The claim is required before Keenan Anderson’s son can sue the Los Angeles Police Department (LAPD) for civil rights violations after officers Tasered his father six times in less than a minute to subdue him on January 3.

“He was a flower just beginning to bloom, but the LAPD unfortunately was a hammer,” the family’s lawyer, Carl Douglas, said at a news conference announcing the case. “They treated that flower like it was a nail.”

The claim was filed on Friday on behalf of Anderson’s son, Syncere Kai Anderson, who stood with his mother, Gabrielle Hansell, alongside their lawyers.

Anderson – a 31-year-old high school English teacher in Washington, DC, and cousin of Patrisse Cullors, co-founder of the Black Lives Matter movement – was a suspect in a hit-and-run traffic collision in Venice, California, on the US west coast. Police said he ran from officers and resisted arrest.

Anderson screamed for help after he was pinned to the street by officers, according to a video released by the LAPD.

“They’re trying to kill me,” Anderson yelled.

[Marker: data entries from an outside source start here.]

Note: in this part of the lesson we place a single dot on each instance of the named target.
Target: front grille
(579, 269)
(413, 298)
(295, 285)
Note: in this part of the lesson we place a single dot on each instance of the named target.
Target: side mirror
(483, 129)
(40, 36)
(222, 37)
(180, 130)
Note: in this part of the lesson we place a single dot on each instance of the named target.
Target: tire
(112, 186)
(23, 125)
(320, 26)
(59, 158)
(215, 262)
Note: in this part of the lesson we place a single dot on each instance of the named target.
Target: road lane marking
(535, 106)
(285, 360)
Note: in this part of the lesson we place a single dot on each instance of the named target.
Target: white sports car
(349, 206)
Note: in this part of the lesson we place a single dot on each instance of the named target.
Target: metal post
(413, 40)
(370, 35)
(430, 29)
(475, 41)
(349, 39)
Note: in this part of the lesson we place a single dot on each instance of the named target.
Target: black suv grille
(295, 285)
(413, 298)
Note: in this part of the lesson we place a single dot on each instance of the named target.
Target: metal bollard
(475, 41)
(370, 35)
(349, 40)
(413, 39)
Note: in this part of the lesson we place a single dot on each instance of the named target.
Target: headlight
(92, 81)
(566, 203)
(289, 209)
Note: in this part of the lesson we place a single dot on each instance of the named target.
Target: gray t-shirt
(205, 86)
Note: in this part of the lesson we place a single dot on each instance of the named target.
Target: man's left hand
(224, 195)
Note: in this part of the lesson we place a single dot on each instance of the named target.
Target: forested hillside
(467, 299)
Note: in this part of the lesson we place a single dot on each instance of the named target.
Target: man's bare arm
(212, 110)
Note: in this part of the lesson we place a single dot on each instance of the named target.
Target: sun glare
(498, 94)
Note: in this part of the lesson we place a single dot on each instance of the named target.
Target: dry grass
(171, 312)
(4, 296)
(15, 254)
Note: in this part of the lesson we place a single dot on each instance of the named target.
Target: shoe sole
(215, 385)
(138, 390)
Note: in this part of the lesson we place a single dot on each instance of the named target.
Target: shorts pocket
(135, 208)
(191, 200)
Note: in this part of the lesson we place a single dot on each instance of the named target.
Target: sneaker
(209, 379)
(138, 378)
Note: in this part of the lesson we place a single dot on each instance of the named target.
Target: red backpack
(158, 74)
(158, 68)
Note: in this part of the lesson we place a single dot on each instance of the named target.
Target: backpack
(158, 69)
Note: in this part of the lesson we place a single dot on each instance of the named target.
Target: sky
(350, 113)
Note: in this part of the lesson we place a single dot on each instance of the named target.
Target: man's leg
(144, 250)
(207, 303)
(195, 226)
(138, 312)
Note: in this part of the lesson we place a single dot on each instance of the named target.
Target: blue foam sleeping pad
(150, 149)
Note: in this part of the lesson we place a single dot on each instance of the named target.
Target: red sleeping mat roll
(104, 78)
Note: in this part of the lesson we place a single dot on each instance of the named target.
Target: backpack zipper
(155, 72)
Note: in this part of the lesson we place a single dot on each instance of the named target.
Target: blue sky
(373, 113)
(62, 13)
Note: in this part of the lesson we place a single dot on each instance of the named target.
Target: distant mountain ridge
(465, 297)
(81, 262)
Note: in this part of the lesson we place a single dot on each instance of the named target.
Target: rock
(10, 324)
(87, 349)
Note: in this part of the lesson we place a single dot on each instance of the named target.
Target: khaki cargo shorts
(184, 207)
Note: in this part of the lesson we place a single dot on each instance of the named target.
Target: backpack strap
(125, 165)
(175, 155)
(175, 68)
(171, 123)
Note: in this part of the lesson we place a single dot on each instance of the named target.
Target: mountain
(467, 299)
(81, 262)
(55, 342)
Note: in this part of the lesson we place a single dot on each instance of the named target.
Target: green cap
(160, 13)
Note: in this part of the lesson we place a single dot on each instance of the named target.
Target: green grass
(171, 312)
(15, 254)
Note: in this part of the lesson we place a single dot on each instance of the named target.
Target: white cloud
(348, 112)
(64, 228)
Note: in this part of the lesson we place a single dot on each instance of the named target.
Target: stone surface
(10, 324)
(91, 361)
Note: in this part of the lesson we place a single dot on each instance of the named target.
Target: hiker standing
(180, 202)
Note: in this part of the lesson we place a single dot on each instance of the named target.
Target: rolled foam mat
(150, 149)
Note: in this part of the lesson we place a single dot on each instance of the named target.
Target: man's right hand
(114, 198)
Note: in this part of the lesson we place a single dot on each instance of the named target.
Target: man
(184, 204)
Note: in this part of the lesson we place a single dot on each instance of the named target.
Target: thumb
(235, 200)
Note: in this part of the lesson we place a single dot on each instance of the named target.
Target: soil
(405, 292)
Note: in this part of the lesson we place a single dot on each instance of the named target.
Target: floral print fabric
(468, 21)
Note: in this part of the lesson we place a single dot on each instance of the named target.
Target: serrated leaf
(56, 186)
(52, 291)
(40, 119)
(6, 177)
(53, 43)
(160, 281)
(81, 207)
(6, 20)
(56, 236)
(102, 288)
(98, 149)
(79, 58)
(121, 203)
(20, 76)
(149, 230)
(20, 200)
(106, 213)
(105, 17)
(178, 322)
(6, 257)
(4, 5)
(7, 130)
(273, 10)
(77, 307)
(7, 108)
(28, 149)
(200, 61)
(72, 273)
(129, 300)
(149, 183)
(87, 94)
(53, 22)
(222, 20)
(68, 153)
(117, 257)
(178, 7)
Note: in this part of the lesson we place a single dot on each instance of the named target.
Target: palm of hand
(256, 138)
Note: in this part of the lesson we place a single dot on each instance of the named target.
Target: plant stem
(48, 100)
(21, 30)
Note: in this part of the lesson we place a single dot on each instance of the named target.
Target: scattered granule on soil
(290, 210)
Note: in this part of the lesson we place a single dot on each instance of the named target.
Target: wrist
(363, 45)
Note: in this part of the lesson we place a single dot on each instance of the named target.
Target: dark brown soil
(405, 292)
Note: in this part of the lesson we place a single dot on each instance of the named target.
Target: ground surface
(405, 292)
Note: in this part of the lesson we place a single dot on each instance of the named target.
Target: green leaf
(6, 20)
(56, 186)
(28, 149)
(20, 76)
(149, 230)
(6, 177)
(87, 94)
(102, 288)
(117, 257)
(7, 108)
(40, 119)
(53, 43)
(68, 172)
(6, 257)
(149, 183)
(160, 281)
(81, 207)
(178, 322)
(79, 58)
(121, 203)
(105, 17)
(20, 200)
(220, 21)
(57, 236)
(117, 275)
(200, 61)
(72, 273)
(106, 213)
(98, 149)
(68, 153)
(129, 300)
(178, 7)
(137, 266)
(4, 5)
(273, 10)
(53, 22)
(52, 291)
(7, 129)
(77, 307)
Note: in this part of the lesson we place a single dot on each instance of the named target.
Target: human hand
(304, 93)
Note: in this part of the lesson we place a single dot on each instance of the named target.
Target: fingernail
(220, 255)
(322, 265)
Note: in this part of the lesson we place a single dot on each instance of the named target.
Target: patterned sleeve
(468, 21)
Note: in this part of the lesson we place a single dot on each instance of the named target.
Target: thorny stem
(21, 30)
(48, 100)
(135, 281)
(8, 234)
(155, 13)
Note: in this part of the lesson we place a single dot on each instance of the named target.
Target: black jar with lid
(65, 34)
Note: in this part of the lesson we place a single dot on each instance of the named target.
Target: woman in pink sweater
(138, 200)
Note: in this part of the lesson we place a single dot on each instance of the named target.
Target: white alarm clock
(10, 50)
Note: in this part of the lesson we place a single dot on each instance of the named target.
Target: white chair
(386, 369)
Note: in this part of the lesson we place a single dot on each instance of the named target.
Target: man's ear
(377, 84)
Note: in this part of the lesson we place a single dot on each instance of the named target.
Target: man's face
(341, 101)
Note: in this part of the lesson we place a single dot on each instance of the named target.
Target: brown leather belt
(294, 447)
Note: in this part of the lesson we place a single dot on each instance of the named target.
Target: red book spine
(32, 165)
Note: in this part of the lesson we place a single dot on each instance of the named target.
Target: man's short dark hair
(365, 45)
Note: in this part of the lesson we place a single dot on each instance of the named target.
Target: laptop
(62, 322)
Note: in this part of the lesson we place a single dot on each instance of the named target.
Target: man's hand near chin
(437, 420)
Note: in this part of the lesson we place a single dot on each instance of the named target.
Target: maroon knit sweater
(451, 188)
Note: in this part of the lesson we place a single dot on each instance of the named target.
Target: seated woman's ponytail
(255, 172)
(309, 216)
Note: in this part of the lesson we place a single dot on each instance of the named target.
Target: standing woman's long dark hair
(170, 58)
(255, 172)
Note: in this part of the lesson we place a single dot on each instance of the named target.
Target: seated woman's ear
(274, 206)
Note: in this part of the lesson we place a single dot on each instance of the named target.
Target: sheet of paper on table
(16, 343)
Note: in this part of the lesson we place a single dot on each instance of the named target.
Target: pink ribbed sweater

Footage showed an officer pressing his forearm onto Anderson’s chest and an elbow into his neck.

“They’re trying to George Floyd me,” Anderson said in reference to the Black man killed by officers in Minnesota.

Police Chief Michel Moore said Anderson initially complied with officers as they investigated whether he was under the influence of drugs or alcohol. But he was subdued after he ran into the middle of the street and resisted arrest.

An LAPD toxicology test found cocaine and cannabis in Anderson’s body, although those results are separate from the coroner’s independent report, the chief said.

The officers involved have not been named yet but their union issued a statement saying the family and its lawyers were “trying to shamelessly profit” from a “tragic incident”.

After he was subdued, Anderson went into cardiac arrest and died at a hospital about four hours later.